We are currently in process of developing a travel training curriculum. It will not be specific to schools but it will be specific to travel trainers so we’re going to be focusing on travel trainers who work with schools as well as adult service agencies as well as transit systems and other programs as well. We are always available to provide telephone technical assistance or onsite assistance. It’s typically involved only when we’re working with you through another project like the Mobility Planning Services Institute but we’re always available through telephone to help you strategize, whether it’s a short-term or a long-term issue that you’re dealing with. We’re always available by telephone and e-mail of course and we’re really, really interested in reaching out to the transition-age kids and hope that we can help you learn what’s going on across the country as well as identify some ways to improve transportation options in your local community.

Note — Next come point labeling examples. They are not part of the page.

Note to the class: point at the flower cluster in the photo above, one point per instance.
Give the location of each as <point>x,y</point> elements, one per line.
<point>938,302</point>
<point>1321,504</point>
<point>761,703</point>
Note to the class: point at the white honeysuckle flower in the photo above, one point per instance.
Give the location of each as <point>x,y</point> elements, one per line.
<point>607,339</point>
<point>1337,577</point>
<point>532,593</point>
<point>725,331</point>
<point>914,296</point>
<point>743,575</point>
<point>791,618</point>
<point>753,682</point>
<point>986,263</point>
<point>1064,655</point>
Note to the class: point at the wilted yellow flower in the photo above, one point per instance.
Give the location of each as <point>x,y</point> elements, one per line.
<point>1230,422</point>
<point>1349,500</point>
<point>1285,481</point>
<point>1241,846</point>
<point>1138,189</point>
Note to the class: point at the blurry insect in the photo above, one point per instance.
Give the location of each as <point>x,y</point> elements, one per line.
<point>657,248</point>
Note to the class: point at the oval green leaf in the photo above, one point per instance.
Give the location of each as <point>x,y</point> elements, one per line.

DR. ABESON: 12 I have to say that it’s good you can’t see us because both of our tongues are hanging out. We are feeling terribly rushed in this brief amount of time to tell you about this project that has an amazing array of resources to try to work with people such as yourselves to create greater opportunities for people with disabilities in the community. And I’d like to stop talking and take your questions with this brief autobiography as haiku about this is 17-year-old man which I think sums up our perspective quite nicely.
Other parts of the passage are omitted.